Nathan correctly notes that the Kennedy administration embraced-indeed, exaggerated-news headlines emphasizing the president's steely resolve in forcing Khrushchev to back down. And no one in the administration said anything for many years to cast doubt on Secretary of State Dean Rusk's oft-quoted line, "We were eyeball to eyeball, and the other fellow just blinked." But in fact, Kennedy knew better. After a celebratory victory lap, the president identified what he believed was the central lesson of the Cuban missile crisis: "Nuclear powers must avert those confrontations which bring an adversary to a choice of either a humiliating retreat or a nuclear war."

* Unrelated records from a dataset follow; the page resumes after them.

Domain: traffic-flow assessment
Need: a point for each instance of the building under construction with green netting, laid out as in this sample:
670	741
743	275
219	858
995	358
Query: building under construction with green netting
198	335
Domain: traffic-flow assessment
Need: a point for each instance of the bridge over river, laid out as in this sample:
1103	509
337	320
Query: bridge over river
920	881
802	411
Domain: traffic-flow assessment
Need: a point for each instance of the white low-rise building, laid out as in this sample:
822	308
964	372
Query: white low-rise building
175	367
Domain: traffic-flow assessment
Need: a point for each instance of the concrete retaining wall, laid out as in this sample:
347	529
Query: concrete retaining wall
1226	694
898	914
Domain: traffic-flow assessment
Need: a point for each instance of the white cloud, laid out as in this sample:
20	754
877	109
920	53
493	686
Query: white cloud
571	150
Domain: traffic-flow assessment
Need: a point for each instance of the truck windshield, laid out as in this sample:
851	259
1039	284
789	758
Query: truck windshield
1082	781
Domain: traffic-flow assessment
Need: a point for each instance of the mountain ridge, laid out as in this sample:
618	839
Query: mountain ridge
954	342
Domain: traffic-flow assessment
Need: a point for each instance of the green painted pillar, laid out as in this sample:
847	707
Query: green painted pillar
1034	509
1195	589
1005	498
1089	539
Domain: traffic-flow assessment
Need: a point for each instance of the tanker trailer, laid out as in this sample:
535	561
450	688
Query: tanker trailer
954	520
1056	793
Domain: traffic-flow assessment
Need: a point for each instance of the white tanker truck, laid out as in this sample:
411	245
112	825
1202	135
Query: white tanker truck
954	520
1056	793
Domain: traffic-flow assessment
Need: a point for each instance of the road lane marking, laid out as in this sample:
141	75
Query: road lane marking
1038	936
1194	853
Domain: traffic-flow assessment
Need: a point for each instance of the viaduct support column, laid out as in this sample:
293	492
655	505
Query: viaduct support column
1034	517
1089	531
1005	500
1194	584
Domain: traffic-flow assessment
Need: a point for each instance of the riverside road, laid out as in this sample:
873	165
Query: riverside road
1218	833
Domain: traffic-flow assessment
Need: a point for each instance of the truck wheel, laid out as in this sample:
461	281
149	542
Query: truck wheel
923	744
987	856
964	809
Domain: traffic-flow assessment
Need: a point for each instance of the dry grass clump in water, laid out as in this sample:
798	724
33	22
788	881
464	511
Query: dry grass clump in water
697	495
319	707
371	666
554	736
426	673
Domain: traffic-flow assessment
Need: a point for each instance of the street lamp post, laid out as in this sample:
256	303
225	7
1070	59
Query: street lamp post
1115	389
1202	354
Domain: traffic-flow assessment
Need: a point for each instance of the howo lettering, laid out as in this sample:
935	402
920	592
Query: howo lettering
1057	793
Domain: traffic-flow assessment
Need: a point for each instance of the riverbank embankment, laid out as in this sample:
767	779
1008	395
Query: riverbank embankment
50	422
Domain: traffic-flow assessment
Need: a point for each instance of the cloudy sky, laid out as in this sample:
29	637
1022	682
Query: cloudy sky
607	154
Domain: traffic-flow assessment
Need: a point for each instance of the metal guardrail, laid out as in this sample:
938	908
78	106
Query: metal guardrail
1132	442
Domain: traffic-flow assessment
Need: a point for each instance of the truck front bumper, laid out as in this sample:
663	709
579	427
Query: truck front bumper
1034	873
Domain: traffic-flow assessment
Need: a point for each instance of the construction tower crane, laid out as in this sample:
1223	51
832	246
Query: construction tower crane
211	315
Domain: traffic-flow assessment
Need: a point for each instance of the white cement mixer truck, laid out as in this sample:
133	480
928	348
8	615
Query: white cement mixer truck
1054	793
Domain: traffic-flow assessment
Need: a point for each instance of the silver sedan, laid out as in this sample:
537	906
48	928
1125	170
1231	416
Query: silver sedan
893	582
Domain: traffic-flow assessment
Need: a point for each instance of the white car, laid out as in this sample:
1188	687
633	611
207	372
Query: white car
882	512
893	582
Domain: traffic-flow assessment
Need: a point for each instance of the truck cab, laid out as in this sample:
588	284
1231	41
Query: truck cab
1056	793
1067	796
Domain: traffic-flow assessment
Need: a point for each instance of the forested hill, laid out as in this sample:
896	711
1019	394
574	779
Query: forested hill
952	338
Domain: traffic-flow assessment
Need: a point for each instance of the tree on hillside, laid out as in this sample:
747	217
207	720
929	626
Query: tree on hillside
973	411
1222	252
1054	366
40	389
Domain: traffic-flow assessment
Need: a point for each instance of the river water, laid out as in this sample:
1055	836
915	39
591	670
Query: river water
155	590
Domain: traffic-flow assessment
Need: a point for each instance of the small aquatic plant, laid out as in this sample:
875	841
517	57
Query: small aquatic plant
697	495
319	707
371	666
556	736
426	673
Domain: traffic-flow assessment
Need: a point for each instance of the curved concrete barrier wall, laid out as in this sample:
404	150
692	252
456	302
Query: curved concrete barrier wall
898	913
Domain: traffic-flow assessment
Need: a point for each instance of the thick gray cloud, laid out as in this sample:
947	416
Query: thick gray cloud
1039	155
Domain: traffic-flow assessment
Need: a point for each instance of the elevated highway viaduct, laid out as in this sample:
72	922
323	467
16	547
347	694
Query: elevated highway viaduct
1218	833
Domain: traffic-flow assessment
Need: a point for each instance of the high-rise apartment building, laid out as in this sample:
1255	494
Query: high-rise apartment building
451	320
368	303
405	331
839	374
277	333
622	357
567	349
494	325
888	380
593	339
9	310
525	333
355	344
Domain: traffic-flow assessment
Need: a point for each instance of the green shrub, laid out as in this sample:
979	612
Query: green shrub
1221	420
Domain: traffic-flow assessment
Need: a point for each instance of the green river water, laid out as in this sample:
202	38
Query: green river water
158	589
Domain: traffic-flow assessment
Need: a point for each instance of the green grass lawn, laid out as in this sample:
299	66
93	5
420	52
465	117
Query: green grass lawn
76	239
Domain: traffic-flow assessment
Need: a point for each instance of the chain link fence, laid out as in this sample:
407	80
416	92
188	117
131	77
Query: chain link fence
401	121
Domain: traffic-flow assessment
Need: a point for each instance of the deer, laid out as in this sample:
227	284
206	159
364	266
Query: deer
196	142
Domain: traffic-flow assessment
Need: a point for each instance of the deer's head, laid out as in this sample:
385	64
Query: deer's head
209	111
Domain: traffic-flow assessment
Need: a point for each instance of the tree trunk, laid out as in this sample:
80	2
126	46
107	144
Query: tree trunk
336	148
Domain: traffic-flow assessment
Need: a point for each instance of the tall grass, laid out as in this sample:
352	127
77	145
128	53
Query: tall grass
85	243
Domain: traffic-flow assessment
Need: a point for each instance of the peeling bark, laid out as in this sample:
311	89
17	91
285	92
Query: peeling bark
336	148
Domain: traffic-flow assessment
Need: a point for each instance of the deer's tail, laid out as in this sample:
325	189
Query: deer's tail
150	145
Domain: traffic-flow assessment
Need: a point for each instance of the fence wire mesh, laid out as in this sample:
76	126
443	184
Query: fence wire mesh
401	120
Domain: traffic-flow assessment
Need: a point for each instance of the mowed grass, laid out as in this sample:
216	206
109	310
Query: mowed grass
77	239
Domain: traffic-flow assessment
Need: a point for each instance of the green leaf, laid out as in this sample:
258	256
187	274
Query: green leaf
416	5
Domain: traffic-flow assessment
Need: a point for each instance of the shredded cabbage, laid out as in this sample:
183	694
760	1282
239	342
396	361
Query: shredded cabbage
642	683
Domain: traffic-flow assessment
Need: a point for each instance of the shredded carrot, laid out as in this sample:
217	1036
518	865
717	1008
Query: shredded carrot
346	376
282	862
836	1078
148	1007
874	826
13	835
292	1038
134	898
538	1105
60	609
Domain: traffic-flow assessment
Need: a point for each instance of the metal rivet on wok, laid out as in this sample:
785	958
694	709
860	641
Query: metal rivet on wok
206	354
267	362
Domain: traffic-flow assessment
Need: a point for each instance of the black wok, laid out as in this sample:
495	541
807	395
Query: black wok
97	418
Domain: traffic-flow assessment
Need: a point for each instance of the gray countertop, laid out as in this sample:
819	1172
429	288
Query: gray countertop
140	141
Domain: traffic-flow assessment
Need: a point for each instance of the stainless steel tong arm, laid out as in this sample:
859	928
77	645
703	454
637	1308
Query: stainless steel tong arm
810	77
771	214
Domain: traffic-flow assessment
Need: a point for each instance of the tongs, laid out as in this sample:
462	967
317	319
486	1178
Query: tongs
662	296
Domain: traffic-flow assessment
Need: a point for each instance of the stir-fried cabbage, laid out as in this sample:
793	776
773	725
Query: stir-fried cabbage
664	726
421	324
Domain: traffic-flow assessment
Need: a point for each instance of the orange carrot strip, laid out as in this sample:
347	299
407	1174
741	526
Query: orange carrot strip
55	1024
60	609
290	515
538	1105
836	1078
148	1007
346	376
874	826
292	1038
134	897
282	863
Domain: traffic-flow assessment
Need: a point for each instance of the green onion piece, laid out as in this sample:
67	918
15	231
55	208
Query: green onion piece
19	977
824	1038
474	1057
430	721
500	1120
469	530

In other words, having peered over the nuclear precipice, Kennedy took away a simple lesson: Never again. He used the crisis as a learning experience to clarify what he called the "rules of the precarious status quo." After October 1962, neither superpower dared surprise the other with provocative actions that might risk nuclear war. Together with the Berlin crisis of 1961, then, the Cuban missile crisis became a turning point in the Cold War. In the immediate aftermath of these events, Washington and Moscow established a hot line for direct communications, signed the Limited Test Ban Treaty to stop nuclear weapons tests in the atmosphere, and began negotiations that culminated in the Nuclear Nonproliferation Treaty, which limited the spread of nuclear weapons.

If these were the lessons that Kennedy drew, then why did he keep his concession on the missiles in Turkey a secret? Too many students of foreign policy imagine countries as moving pieces on the chessboard of international politics alone. Rarely do they remember former U.S. Speaker of the House Tip O'Neill's adage, "All politics is local." Applied to international affairs, O'Neill's maxim can serve as a reminder that U.S. presidents have to play three-dimensional chess. Every move on the horizontal board against an international adversary simultaneously moves a piece on the vertical board of domestic politics. While mistakes on the international chessboard can have major consequences for the world, blunders on the domestic chessboard can remove the leader in question from both games entirely. Kennedy kept the missile concession a secret, as many shrewd politicians would, to protect his seat at the domestic chessboard.

Revisiting the most dangerous moment in recorded history, Nathan is right to stir up debate over the secret nature of the deal to withdraw U.S. missiles from Turkey. But he is wrong to attribute Kennedy's success purely to concessions made to Moscow, just as he is wrong to mischaracterize my work as attributing the world's escape from nuclear catastrophe in 1962 simply to threats and presidential resolve.